31 DAYS OF HORROR 2012-Day 22-TEETH (2007)


Worst Gynecological. Exam. EVER.

Perfectly striking the incredibly delicate balance between dark comedy and outright horror, TEETH has the look and feel of any garden variety teen coming of age comedy, with its narrative centered on Dawn (a winsome Jess Weixler), a sweet high school student who serves as a very vocal proponent for Christian pre-marital sexual abstinence. Living in the shadow of a twin-towered nuclear power plant, Dawn shares a house with her father, terminally-ill step-mom, and very creepy, obviously disturbed older step-brother, Brad (John Hensley). As adolescent biological urges wage war with Dawn's stance on abstinence, Dawn fails to recall an incident from her early childhood in which her already hateful soon-to-be step-brother (who's maybe five or six at the time) curiously tries to digitally probe her vagina while they're both in a kiddie pool, only to end up with the tip of the exploring finger getting mysteriously severed. It turns out that for whatever reason (my money's on the nearby nuclear plant), Dawn possess the literal "vagina dentata" of mythology, the teeth of which are described as being akin to those of a lamprey, and her self-imposed sexual repression keeps her toothy nether region in check. Unfortunately for Dawn, as she struggles with her utterly normal teenage desires, she runs afoul of a string of predatory, misogynistic peers and grown men who find themselves on the severing receiving end of her snapper's chomping defensive reaction, which leaves the sweet girl feeling horrible guilt while also considering herself and her budding adult sexuality as inhumanly monstrous.

TEETH is simultaneously funny, horrific, and unsettling in what it has to say about how society treats women by means of infantilization and repression of their sexuality and the autonomous control thereof, as well as male domination of women's bodies and the maintaining of a casual rapist mentality of the entitled oppressor. The narrative paints a very negative picture of the male in general society  — virtually every guy in the film sexually abuses Dawn, with the notable exception of her dad — and has been railed against by some as a flagrant piece of misandry-laden femi-nazi propaganda, but I don't see it that way at all. The story is clearly intended to be a very dark comedy that tackles some very tough subjects while addressing long-held cultural taboos about all things vagina-related, and the men in the story have to be verminous creeps in order for its impact to succeed.

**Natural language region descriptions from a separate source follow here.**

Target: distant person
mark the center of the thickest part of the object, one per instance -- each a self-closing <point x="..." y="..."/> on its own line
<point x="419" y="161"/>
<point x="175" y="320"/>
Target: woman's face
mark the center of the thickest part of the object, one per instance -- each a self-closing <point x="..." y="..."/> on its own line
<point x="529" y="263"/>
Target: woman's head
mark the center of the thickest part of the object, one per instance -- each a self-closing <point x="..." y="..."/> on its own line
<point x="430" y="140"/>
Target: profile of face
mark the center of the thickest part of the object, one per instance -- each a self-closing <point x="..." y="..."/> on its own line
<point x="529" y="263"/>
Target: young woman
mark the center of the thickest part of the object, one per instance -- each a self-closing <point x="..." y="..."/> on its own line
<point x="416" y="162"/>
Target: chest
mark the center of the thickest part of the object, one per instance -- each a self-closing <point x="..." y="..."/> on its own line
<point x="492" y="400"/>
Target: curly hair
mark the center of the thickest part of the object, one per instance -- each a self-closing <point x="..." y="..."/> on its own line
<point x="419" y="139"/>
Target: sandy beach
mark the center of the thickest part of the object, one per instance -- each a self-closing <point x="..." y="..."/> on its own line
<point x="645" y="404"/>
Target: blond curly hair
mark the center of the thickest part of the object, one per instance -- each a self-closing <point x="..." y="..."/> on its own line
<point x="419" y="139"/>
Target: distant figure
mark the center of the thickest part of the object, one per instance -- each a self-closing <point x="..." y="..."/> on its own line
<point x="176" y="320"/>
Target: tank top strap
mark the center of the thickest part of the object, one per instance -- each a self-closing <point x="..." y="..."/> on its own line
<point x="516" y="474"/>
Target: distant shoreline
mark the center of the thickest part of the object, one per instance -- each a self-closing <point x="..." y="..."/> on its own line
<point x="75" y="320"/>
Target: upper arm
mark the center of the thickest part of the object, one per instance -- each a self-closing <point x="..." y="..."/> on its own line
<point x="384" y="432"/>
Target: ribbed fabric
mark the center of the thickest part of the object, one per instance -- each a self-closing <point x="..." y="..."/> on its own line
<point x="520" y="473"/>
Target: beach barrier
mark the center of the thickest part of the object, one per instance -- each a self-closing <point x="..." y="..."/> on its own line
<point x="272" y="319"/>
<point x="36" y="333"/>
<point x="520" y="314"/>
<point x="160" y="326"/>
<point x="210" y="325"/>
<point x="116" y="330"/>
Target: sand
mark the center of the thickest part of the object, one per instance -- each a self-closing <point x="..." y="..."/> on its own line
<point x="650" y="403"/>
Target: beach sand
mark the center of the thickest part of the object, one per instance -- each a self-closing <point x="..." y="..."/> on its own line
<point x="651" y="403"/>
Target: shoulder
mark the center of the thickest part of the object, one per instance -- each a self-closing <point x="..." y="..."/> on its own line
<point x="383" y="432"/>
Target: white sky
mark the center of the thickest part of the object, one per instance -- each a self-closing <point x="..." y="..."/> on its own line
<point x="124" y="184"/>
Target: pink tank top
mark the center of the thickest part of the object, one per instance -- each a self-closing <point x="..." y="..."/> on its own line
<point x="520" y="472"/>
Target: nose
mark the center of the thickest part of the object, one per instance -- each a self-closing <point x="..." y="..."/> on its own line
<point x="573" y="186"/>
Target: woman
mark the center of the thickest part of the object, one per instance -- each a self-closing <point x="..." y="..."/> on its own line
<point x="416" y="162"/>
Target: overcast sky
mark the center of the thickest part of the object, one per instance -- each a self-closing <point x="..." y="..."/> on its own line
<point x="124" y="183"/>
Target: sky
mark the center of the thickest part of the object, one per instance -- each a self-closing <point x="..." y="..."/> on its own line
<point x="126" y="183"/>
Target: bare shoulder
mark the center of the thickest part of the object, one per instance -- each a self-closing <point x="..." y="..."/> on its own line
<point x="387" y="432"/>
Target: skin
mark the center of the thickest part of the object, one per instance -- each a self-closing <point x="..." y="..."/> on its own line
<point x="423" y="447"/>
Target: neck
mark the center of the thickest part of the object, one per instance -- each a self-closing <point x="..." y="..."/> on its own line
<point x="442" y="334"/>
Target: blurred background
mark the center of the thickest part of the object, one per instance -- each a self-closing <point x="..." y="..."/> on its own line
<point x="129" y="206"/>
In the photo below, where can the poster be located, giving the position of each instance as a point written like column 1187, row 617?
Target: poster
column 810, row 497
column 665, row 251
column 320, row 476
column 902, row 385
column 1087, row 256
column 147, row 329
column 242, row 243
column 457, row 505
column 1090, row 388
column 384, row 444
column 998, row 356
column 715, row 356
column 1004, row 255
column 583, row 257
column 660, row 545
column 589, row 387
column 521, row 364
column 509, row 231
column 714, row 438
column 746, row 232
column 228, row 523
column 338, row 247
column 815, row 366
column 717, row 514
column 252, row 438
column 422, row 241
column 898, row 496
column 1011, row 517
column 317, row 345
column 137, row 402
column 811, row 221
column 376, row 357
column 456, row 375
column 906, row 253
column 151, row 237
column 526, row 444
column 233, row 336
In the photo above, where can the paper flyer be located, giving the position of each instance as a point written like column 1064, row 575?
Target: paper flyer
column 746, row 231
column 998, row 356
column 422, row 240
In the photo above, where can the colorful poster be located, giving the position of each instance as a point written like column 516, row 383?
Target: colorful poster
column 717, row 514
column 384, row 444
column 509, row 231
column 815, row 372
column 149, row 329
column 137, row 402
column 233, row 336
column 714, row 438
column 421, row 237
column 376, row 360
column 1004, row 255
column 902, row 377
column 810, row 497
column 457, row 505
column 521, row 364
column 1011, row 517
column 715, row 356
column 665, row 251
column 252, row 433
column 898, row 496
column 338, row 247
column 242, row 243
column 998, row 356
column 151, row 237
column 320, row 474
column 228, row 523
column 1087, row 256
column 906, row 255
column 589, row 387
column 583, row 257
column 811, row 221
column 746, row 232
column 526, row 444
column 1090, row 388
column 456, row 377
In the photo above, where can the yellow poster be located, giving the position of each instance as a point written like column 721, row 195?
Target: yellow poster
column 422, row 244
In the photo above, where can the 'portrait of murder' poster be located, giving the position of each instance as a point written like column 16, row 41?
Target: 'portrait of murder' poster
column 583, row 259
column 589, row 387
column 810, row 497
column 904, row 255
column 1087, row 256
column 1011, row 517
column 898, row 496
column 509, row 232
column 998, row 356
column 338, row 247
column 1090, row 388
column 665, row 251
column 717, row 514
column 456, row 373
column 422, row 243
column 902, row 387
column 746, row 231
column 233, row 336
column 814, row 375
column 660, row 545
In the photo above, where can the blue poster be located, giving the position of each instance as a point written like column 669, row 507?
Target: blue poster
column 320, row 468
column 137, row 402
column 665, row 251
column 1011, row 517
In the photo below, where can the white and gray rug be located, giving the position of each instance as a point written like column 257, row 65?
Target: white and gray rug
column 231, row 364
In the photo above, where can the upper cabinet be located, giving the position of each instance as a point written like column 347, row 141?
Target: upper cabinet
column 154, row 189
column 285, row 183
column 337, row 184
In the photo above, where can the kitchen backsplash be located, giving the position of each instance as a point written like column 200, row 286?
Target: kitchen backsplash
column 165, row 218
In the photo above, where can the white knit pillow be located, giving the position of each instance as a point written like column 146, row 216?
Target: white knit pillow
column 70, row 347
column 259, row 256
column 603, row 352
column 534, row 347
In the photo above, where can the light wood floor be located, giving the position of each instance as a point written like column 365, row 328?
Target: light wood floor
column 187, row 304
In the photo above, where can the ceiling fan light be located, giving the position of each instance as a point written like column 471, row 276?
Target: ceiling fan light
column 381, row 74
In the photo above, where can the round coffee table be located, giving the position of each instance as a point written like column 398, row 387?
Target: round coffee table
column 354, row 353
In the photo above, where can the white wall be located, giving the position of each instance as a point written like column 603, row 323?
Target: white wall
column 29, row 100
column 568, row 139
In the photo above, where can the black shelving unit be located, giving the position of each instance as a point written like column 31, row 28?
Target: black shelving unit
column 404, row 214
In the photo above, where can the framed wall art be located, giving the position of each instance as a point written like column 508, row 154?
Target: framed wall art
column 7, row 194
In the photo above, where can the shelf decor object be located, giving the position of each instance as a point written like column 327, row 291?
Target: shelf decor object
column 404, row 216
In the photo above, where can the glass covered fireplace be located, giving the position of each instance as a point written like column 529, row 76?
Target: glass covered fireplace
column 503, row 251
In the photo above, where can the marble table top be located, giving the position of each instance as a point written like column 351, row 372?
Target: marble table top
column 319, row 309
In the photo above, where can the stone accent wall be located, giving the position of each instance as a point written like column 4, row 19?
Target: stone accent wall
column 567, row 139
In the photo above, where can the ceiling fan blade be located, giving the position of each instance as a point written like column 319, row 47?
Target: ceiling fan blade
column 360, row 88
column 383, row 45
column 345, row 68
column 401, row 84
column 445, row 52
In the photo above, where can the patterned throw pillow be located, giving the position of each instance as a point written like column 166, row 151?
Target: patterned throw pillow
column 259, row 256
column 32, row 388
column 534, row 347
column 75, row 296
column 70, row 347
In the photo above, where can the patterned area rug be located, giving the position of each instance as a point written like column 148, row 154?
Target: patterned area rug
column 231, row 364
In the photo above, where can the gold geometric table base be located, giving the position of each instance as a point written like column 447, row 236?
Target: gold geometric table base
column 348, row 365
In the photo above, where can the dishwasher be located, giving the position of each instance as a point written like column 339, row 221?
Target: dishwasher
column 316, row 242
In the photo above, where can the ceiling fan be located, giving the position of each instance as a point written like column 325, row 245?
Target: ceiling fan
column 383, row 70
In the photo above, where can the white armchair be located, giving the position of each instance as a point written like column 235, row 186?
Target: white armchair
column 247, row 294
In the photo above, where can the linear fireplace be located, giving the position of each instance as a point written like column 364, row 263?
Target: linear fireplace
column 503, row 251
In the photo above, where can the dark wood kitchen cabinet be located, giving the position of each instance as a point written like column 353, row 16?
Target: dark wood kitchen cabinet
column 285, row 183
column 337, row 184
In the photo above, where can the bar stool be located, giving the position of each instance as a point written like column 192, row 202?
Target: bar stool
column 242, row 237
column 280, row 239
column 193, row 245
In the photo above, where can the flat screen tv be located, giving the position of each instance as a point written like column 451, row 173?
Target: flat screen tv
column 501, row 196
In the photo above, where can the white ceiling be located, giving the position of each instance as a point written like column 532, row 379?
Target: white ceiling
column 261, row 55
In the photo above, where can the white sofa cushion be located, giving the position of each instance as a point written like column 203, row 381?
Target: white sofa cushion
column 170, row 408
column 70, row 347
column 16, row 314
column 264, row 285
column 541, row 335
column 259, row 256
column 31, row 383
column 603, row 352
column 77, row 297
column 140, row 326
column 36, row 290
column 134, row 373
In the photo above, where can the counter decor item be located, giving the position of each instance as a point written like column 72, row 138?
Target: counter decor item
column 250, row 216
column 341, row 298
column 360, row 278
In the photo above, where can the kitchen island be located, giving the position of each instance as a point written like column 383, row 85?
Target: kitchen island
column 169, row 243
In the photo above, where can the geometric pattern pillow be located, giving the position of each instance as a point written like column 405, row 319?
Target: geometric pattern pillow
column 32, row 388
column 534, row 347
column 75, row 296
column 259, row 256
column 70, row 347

And though her Cronenbergian "body horror" may lead some to consider her a monster, Dawn is anything but horrific and she is quite likable, which only makes the audience care for her all the more and want to see her arrive at some kind of peace with her literally mythic pussy. 

TEETH is right up there with BAD BIOLOGY as a modern comedic examination of fear wrought by our own genitalia, and is by far the better-crafted of the two. I recommend it in general, but most especially for women who have a sense of twisted humor when it comes to their own girly bits.


Poster for the original theatrical release.